17. Find how many times d will be incremented.
void main()
{
int i,j,k,d=0;
for(i=1;i<31;++j)
for(j=1;j<31;++j)
for(k=1;k<31;++k)
if (((i+j+k)%3)==0)
d=d+1;
printf("%d",d);
}
Ans: 9000
Explanation: The if statement gets executed 2700 times but the condition (i+j+k)%3 will be true for 9000 times and d is incremented 9000 times.

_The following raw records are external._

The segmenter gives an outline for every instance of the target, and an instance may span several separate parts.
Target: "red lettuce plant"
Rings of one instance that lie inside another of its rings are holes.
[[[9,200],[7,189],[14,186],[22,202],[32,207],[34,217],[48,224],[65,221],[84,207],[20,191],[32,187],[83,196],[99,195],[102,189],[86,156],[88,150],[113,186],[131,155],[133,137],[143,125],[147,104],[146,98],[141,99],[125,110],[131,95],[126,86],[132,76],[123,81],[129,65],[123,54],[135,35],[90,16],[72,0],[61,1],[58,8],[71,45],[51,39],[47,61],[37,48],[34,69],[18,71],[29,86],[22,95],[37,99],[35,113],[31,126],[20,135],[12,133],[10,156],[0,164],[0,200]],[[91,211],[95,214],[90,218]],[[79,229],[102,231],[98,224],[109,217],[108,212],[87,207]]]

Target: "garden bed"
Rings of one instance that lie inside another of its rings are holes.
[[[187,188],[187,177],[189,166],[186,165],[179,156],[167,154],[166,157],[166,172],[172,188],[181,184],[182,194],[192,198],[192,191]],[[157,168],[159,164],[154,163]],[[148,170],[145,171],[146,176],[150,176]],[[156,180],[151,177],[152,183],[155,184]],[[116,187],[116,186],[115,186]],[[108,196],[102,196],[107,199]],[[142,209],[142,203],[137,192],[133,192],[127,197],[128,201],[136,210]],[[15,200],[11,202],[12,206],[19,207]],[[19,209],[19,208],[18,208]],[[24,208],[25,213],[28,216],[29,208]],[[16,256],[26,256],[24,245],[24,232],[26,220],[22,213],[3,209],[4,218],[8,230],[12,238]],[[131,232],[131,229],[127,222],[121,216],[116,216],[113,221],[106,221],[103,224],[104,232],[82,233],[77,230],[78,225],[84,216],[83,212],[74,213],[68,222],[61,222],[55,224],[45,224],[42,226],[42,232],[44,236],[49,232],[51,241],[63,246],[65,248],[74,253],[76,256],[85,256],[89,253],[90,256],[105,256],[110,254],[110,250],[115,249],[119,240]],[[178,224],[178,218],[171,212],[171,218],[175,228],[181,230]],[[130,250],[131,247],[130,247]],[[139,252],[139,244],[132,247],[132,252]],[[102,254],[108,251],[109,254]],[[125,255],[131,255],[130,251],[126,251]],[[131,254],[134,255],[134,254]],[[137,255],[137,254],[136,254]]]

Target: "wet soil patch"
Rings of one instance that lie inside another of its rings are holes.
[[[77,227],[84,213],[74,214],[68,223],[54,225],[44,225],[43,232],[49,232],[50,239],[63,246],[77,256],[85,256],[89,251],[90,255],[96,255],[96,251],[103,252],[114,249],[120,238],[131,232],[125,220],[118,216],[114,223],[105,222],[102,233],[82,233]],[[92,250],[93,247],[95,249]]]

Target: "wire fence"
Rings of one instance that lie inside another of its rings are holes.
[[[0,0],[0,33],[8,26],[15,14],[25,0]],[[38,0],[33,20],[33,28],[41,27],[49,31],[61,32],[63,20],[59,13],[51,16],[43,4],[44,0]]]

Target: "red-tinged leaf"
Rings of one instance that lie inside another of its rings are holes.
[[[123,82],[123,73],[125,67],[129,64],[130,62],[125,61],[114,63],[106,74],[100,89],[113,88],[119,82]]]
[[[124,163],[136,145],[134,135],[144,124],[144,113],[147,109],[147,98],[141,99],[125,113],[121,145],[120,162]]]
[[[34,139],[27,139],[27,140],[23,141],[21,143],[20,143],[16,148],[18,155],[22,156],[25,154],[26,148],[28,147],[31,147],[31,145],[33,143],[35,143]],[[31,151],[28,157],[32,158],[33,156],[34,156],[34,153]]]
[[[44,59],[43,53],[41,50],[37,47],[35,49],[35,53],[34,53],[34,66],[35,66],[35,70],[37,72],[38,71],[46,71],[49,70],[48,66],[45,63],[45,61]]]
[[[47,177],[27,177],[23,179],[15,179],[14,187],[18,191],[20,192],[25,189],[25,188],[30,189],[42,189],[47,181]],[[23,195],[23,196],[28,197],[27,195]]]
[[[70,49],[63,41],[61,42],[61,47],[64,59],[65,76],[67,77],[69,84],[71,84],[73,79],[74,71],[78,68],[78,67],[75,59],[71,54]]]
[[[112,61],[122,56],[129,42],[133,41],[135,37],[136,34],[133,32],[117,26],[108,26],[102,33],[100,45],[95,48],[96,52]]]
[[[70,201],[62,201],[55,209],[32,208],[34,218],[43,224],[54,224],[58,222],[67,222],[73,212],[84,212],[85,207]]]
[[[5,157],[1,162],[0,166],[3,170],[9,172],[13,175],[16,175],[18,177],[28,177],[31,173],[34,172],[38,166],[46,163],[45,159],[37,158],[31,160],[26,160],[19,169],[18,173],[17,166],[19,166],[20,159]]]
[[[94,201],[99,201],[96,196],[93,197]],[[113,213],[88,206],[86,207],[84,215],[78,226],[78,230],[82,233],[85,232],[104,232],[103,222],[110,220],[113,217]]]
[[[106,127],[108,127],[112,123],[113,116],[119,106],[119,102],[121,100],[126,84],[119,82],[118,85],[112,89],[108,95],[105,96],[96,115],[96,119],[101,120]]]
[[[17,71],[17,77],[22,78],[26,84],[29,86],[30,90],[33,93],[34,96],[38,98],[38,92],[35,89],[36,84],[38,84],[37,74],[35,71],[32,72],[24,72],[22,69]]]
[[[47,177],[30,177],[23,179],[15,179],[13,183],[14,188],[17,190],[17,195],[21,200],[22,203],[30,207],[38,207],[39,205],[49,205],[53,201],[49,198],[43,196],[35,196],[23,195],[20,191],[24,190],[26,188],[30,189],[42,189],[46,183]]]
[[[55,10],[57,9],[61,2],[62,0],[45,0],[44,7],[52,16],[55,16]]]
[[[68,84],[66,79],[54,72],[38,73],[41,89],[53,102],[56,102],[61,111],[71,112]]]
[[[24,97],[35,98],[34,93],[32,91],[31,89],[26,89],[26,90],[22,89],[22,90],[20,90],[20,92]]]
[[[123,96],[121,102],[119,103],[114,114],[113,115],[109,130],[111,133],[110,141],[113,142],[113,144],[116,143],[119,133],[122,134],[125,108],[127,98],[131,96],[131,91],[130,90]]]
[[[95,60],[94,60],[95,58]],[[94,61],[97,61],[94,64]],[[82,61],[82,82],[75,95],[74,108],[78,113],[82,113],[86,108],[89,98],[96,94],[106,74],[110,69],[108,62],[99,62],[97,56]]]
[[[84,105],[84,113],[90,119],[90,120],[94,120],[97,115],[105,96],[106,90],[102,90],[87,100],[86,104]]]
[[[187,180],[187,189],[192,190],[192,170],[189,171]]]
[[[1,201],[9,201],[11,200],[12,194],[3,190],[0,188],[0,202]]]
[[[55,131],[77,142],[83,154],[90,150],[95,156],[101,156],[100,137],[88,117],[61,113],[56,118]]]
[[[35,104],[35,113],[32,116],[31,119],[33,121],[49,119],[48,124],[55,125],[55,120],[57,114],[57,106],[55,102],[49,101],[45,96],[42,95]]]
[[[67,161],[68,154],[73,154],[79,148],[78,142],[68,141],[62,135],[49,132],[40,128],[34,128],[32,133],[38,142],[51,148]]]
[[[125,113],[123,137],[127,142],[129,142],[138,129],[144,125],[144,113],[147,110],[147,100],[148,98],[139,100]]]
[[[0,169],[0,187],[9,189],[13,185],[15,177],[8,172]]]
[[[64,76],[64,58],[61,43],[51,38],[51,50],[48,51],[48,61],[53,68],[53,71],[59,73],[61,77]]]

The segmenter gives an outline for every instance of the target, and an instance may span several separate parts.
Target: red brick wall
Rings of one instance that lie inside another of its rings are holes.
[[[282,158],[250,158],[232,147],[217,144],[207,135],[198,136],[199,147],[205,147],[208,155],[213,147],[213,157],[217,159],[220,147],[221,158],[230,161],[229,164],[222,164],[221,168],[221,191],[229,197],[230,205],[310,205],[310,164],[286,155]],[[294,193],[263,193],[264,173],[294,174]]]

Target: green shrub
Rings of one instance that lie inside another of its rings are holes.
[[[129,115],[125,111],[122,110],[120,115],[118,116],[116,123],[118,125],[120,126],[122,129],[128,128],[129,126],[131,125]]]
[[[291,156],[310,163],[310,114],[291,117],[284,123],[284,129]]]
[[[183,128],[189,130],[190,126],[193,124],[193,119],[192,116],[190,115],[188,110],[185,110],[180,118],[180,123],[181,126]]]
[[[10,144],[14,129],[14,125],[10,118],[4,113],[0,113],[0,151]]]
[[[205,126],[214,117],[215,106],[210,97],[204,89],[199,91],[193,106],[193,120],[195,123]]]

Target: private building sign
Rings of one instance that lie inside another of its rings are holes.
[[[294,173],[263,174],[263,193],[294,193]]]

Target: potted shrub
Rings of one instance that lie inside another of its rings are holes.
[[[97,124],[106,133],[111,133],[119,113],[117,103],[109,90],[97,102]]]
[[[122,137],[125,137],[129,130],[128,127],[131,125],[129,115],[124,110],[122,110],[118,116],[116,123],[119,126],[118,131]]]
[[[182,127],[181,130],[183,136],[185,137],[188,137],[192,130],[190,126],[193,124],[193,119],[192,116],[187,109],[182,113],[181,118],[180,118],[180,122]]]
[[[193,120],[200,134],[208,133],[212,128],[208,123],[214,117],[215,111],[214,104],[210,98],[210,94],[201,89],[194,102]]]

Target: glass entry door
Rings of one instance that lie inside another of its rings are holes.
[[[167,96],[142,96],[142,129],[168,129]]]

18. What is the problem in the following code?
void main()
{
int i;
char ch 'a';
do
{
printf("%c",ch);
i++;
}while(i<=5 ||ch<='f');
}
Ans: prints a infinite times.
Explanation: Here, only i is incrementing and ch is not incrementing. The condition i<=5||ch<'f' is always true, since the ASCII value of 'a' is always less than 'f'
19. Find the output.
void main()
{
char *str="hello";
char *ptr=str;
char least=127;
while(*ptr++)
{
least=(*ptr<least)?*ptr:lesat;
}
printf("%d",least);
}
Ans: 0
Explanation: First the value of least is 127 and it is compared with *ptr i.e. 101(ASCII value of e), condition is true, so 101 is assigneed to least. Then never the condition satisfies and always the least value is again assigned to least. When the value of *ptr is NULL then only the condition in the ternary operator gets satisfied and the value of *ptr i.e. 0 is assigned to least. Now thewhile loop terminates as now the condition of while loop is false and the output is 0.
20.Find the output.
void main()
{
intx,y;
for(y=1;(x=y)<10;x++)
printf("&d %d",x,y);
}
Ans: prints 1 infinite time.
Explanation: Here in the condition part of the loop, y is first assigned to x and then the condition checking is done. only x is incrementing, y value is always 1 so always 1 is assigned to x which is smaller then 10. This results in infinite printing of 1.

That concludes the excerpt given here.